1837 yılında İngiltere'nin Bristol şehrinde dünyaya gelen Amelia Dyer, yaşamının ilk yıllarında saygın bir aileden geldiği bilinen ancak ailesini kaybettikten sonra zorlu bir döneme girdi. Annesinin tifüs nedeniyle akıl hastası olması ve babasının 1849'da ölümü, genç Amelia'yı kendi hayatını kurmaya yönlendirdi.
Dyer'ın hayatındaki dönüm noktası, George Thomas ile evlendiği zaman geldi. Bu evlilikten bir çocuğu olmasına rağmen, kocası beklenmedik bir şekilde ölünce Dyer, maddi sıkıntılarla boğuşmaya başladı. Bu dönemde tanıştığı ebe Ellen Dane, ona "bebek yetiştirme" konseptini tanıtarak, Dyer'ın karanlık bir yola girmesine neden oldu.

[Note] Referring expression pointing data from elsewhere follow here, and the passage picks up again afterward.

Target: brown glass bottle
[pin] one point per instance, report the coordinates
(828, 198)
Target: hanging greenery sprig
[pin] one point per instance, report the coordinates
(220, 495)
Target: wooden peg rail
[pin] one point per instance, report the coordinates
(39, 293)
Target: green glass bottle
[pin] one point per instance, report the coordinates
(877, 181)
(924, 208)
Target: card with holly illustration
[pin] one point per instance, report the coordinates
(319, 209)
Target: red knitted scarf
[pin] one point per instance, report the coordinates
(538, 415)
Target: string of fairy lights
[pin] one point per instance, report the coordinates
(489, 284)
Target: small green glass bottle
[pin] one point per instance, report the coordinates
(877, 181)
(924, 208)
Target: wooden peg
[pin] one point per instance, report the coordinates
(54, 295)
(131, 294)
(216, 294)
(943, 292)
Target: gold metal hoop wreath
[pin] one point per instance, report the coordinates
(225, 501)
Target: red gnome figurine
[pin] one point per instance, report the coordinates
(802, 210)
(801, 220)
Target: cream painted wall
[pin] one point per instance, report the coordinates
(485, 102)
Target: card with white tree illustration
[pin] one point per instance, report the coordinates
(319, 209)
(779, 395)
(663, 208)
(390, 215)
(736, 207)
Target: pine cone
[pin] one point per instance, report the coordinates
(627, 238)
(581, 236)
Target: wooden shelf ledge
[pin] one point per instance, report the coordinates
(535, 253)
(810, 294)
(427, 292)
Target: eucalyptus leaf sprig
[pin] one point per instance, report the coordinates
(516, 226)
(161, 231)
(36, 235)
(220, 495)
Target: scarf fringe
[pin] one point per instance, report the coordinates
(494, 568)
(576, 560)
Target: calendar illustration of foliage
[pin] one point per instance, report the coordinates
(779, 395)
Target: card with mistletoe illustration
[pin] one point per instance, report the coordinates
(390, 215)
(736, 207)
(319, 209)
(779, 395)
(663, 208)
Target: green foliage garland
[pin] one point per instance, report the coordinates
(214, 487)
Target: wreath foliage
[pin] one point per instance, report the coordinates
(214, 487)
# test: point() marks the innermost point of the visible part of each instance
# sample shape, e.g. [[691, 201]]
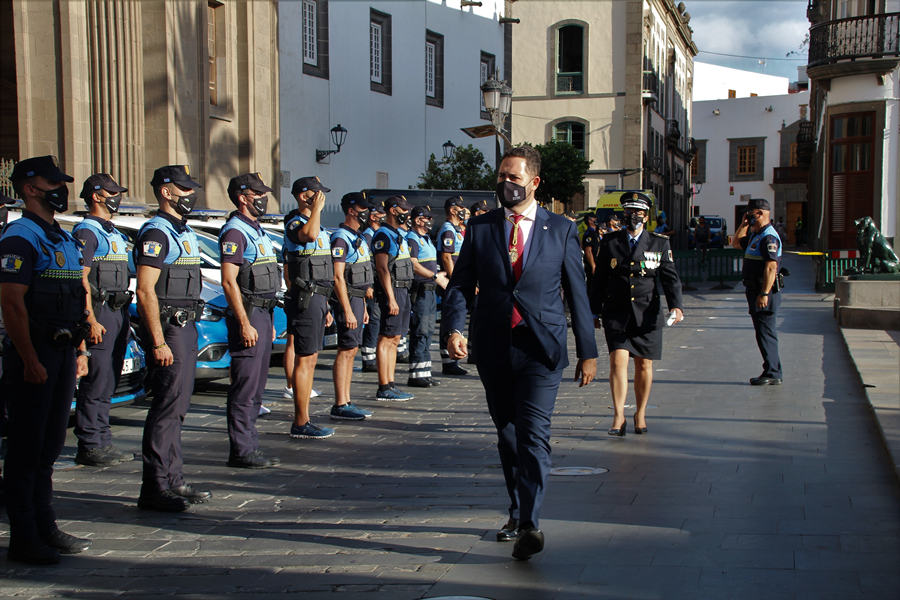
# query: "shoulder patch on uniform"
[[152, 249], [11, 263]]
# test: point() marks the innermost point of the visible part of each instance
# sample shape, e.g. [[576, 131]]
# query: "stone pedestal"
[[867, 303]]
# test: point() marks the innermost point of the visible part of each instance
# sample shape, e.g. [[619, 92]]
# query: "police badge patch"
[[152, 249]]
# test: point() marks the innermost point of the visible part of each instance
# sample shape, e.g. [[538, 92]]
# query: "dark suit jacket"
[[553, 262], [624, 285]]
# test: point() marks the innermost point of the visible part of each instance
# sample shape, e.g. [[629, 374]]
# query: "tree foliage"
[[466, 170], [562, 172]]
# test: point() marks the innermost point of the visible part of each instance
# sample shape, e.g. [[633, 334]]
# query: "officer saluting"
[[41, 267], [167, 257], [624, 293], [105, 251], [250, 279], [762, 255]]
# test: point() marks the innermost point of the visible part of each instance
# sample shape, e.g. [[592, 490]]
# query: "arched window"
[[570, 132], [570, 59]]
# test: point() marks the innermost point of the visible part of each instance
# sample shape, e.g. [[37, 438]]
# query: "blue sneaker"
[[363, 411], [393, 395], [348, 412], [310, 431]]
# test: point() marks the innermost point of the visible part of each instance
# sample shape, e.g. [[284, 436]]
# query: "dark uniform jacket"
[[624, 286]]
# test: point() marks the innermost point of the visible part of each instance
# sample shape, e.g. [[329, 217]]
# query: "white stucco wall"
[[741, 118], [389, 134], [712, 82]]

O dönemde bekar annelerin yaşamı oldukça zorlu ve toplum tarafından hoş karşılanmayan bir tabloya sahipti. Bekar anneler, genellikle çocuklarına bakabilmek için iki seçenek arasında sıkışıp kalıyorlardı: fahişelik ya da çocuktan kurtulma. Viktorya Dönemi İngilteresi'nde evlat edinme ve bakım hizmetleri neredeyse hiç devlet denetimine tabi değildi, bu da "bebek çiftçileri" olarak adlandırılan kişilerin ortaya çıkmasına sebep oldu.
Amelia Dyer, bekar annelere bir kereye mahsus büyük bir ödeme karşılığında bebeği emzirip evlat edineceği taahhüdünde bulunarak bu çaresiz annelerden para alıyordu. Ancak gerçekte çocukları beslememek suretiyle maliyetleri azaltmanın daha kârlı olduğunu fark etti ve çocukları öldürmeye başladı. İlk defa 1879'da yakalandığında, sadece ağır ihmalden suçlu bulundu ve 6 aylık ağır çalışma kampına mahkûm edildi.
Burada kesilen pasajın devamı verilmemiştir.